- Kategori
- Siyaset
Recep Tayyip Bey Davosta
Son günlerin çok konuşulan konularından biri olan Davos zirvesinde; gerek oturum yöneticisinin ve gerekse İsrail Cumhurbaşkanının Türkiye Cumhuriyeti Başbakanına karşı gösterdikleri tutum Ülkemiz açısından hoş görülebilecek bir tutum değildir. Bu tutuma karşı; Türkiye Cumhuriyeti Hükümetinin Başbakanı olarak Recep Tayyip Beyin oturumu yöneten ön yargılı kişiye gösterdiği tepki; son derecede normal ve alkışlanacak bir durumdur. Ancak güçlü kişiliğiyle onu susturup sözü ele aldığı zaman; yapması gereken konuşmanın Kasımpaşa ağzıyla değil, diplomasi ağzıyla yapılması gerekirdi.

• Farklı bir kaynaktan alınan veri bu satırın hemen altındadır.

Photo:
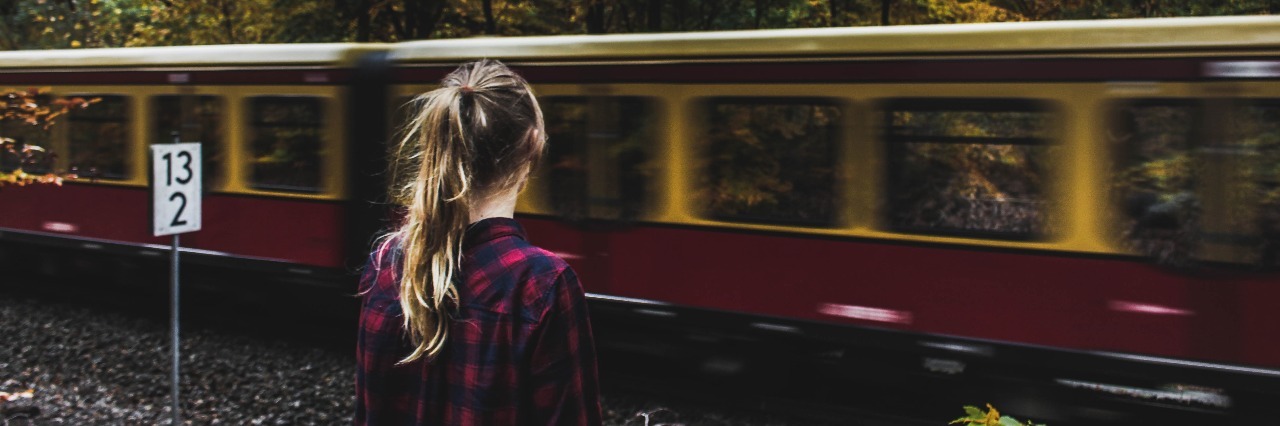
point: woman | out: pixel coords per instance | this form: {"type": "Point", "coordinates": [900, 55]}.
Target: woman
{"type": "Point", "coordinates": [464, 321]}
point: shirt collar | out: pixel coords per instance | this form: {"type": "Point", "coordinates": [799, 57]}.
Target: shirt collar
{"type": "Point", "coordinates": [489, 229]}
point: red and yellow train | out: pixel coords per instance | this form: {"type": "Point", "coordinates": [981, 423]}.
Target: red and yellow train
{"type": "Point", "coordinates": [1091, 205]}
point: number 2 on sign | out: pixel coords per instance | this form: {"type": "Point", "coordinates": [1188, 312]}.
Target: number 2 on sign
{"type": "Point", "coordinates": [176, 188]}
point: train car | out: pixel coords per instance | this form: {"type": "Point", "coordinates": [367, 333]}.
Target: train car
{"type": "Point", "coordinates": [278, 141]}
{"type": "Point", "coordinates": [1066, 211]}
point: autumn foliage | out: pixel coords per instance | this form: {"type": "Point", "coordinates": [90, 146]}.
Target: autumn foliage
{"type": "Point", "coordinates": [24, 113]}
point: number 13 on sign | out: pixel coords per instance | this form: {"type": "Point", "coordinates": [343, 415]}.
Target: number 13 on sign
{"type": "Point", "coordinates": [174, 188]}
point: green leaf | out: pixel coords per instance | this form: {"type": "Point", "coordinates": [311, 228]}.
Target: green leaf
{"type": "Point", "coordinates": [1009, 421]}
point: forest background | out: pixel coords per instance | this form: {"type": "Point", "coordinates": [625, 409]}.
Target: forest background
{"type": "Point", "coordinates": [115, 23]}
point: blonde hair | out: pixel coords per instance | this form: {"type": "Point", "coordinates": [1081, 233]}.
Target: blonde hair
{"type": "Point", "coordinates": [475, 136]}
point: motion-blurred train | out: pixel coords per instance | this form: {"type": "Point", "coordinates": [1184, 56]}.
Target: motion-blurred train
{"type": "Point", "coordinates": [1082, 211]}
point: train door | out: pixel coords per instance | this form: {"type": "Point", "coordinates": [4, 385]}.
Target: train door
{"type": "Point", "coordinates": [597, 170]}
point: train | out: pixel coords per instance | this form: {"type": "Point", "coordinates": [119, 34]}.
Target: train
{"type": "Point", "coordinates": [1079, 211]}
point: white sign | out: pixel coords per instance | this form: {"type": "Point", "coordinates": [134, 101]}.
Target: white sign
{"type": "Point", "coordinates": [174, 188]}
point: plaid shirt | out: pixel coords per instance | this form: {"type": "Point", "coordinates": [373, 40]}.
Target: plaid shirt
{"type": "Point", "coordinates": [520, 348]}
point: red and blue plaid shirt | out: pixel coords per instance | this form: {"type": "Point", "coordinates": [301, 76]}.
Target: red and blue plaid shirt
{"type": "Point", "coordinates": [520, 348]}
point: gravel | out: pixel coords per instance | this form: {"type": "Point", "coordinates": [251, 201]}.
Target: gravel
{"type": "Point", "coordinates": [101, 366]}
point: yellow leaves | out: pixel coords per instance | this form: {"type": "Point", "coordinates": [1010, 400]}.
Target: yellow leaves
{"type": "Point", "coordinates": [974, 416]}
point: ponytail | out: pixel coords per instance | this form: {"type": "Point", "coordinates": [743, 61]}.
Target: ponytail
{"type": "Point", "coordinates": [475, 136]}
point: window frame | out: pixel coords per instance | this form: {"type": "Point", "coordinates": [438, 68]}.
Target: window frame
{"type": "Point", "coordinates": [223, 143]}
{"type": "Point", "coordinates": [702, 108]}
{"type": "Point", "coordinates": [254, 124]}
{"type": "Point", "coordinates": [129, 115]}
{"type": "Point", "coordinates": [894, 151]}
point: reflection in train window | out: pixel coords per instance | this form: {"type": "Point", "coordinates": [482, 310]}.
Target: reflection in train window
{"type": "Point", "coordinates": [1155, 177]}
{"type": "Point", "coordinates": [287, 143]}
{"type": "Point", "coordinates": [967, 166]}
{"type": "Point", "coordinates": [192, 119]}
{"type": "Point", "coordinates": [1197, 179]}
{"type": "Point", "coordinates": [598, 155]}
{"type": "Point", "coordinates": [1246, 205]}
{"type": "Point", "coordinates": [769, 160]}
{"type": "Point", "coordinates": [22, 134]}
{"type": "Point", "coordinates": [97, 138]}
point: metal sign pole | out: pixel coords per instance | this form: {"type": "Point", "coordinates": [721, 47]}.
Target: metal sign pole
{"type": "Point", "coordinates": [173, 326]}
{"type": "Point", "coordinates": [176, 202]}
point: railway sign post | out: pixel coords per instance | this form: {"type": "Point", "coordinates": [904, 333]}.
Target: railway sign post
{"type": "Point", "coordinates": [176, 191]}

İsrail Cumhurbaşkanının saygısız ve diplomasiye yakışmayacak bir tarzda, parmağını tehditvari bir şekilde kaldırarak konuşmasını kınıyor ve hoş görmüyorum. Ancak: Diplomaside kişisel davranışların mensup oldukları ülke adına çok kötü sonuçlar verdiğinin de bilincindeyim.
Perez’in, diplomatik kuralları bir tarafa bırakıp, o kadar büyük bir öfke ile neler söylediğini bilmiyorum. Merak da etmedim. Haklı sözler söylediğini sanmıyorum. Haklı olsa bile bu davranışı dünya kamuoyunda alkışlanacak ve ülkesi lehine fayda sağlayacak bir tutum değildi.
Onun bu davranışına karşı Recep Tayyip Bey; kişisel gücüyle, oturumu yöneten önyargılı kişiyi susturduktan sonra; aynı üslupta olmayıp, parmağını uzatarak, ( Yaşınız benden büyük. O nedenle sesimi yükseltmiyorum. Yoksa benim sesim çok daha fazla çıkar. Siz öldürmesini çok iyi bilirsiniz. ) şeklinde kişisel konuşmalar yapmayıp; ( Sayın Perez! Siz; şu, şu, şu nedenlerle haklı değilsiniz. Siz Amerika’nın gölgesine sığınmış işgalci bir devletsiniz. Bu güne kadar Filistin halkına şunları şunları şunları yaptınız. ) şeklinde haklı birkaç söz söyleyip onu köşeye sıkıştırabilseydi; hem ülkemiz, hem dünya açısından büyük bir kahraman olurdu.
Recep Tayip Bey bu davranışıyla ülkemize çok şey kaybettirmiştir.